Le découpage du caillé à l'aide d'un tranche-caillé (ou décaillage) a pour but d'accélérer, d'intensifier et de régulariser le processus naturel de déshydratation, en augmentant la part des surfaces solides soumises à l'exsudation du lactosérum[1]. La dimension des éléments découpés intervient de manière déterminante sur la quantité de matière sèche du futur fromage (plus la taille des éléments est petite, plus les taux de matière sèche sont grands), de même que les conditions de tranchage (moment de la réalisation du tranchage par rapport à la formation du caillé), que la qualité et la nature des outils, ou que la vitesse de tranchage et d'agitation du caillé[2] (ces facteurs intervenant notamment sur la perte en éléments solides dans le lactosérum et donc sur les rendements fromagers). Parallèlement au découpage du caillé, la recherche pour certains fromages de taux de matière sèche encore plus élevés, conduit dans ce cas à accentuer l'extraction du lactosérum par pressage, par brassage et/ou chauffage, voire par un second pressage.

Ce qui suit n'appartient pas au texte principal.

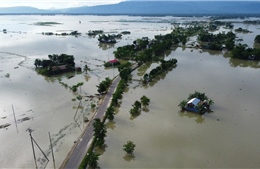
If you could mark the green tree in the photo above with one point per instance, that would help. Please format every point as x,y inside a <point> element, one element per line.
<point>86,68</point>
<point>129,147</point>
<point>257,39</point>
<point>93,159</point>
<point>99,132</point>
<point>183,104</point>
<point>137,104</point>
<point>37,63</point>
<point>110,113</point>
<point>134,112</point>
<point>104,85</point>
<point>145,101</point>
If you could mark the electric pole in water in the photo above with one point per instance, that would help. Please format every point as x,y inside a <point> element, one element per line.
<point>30,133</point>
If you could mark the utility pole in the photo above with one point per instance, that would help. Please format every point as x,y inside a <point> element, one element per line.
<point>15,119</point>
<point>52,151</point>
<point>30,133</point>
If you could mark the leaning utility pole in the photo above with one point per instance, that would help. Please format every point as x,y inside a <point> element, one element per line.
<point>52,151</point>
<point>30,132</point>
<point>15,119</point>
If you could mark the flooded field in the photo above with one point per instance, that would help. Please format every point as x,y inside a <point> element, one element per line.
<point>164,137</point>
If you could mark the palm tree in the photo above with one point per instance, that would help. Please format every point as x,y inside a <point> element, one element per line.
<point>183,104</point>
<point>129,147</point>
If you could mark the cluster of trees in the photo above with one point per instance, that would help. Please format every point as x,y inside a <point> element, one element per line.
<point>118,94</point>
<point>73,33</point>
<point>99,132</point>
<point>217,41</point>
<point>74,88</point>
<point>94,32</point>
<point>241,30</point>
<point>109,64</point>
<point>104,85</point>
<point>203,106</point>
<point>125,70</point>
<point>165,65</point>
<point>257,39</point>
<point>243,52</point>
<point>129,147</point>
<point>55,64</point>
<point>108,38</point>
<point>136,107</point>
<point>143,49</point>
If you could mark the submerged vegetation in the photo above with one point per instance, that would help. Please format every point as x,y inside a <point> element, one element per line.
<point>197,102</point>
<point>47,23</point>
<point>56,64</point>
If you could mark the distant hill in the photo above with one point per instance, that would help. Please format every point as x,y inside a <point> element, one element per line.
<point>179,8</point>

Les types de tranche-caillé

Un tranche-caillé à fils disposés en « lyre » pour la fabrication du gruyère d'alpage

Un tranche-caillé répond à plusieurs impératifs :

  • il peut être de forme rectangulaire ou circulaire en fonction de la forme de la cuve de caillage au sein duquel il opère : lors d'une utilisation du tranche-caillé selon un mouvement vertical, la géométrie du tranche-caillé est adaptée à la forme des parois de la cuve de caillage, circulaire ou rectangulaire en fonction des modèles de cuve. Lorsque le découpage du caillé s'effectue selon un mouvement horizontal dans une cuve à parois circulaires, la géométrie du tranche-caillé est en revanche rectangulaire et donc indépendante de celle des parois de la cuve.
  • il est adapté à la profondeur de la cuve de caillage : la longueur du tranche-caillé est nécessairement supérieure à la profondeur de la cuve de caillage. Dans le cas d'une utilisation manuelle dans des cuves de grande dimension, le tranche-caillé est muni d'un manche dont la longueur permet d'atteindre la fond de la cuve.
  • la fonction de découpe : les parties directement affectées à la découpe des tranche-caillé utilisés actuellement sont composées de fils tendus parallèlement, généralement en acier inoxydable ou en polypropylène, ou bien encore de lames (ou « couteaux ») parallèles, en acier inoxydable. L'intervalle entre les fils ou les lames dépend de la plus ou moins grande dimension recherchée pour les éléments de caillé découpé (en général entre 0,5 et 10 cm). On distingue des tranche-caillé à fils croisés perpendiculairement (type « raquette »), ou à simples fils parallèles (parfois nommés « lyres » ou « harpes », en raison de la certaine similitude de forme avec ces instruments de musique), les tranche-caillé à lames prenant pour leur part une forme en « rateau ». Certains tranche-caillé cumulent plusieurs de ces dispositifs de découpe.

Aspects historiques

Les « tranche-caillé  » traditionnels étaient autrefois uniquement d'usage manuel. Pendant la première partie du XIXe siècle, deux types étaient affectés au découpage du caillé :

  • des outils exclusivement en bois, sous forme de simples branches le long desquelles étaient conservées des ramifications, de bâtons garnis de rameaux diversement contournés ou de chevilles, ou encore à l'extrémité duquel était emmanchée une rondelle percée. Ces outils étaient regroupés sous le terme générique « brassoir » ou « moussoir »[Note 1], en raison de leur deuxième fonction, consistant à brasser le caillé, ou à rassembler les éléments de caillé une fois leur division terminée[3],[Note 2].
  • des couteaux à longue lame en bois ou à manche en bois portant plusieurs longues lames métalliques parallèles, regroupés sous le terme « couteaux à fromage », exclusivement dédiés à la découpe du caillé[4],[Note 3].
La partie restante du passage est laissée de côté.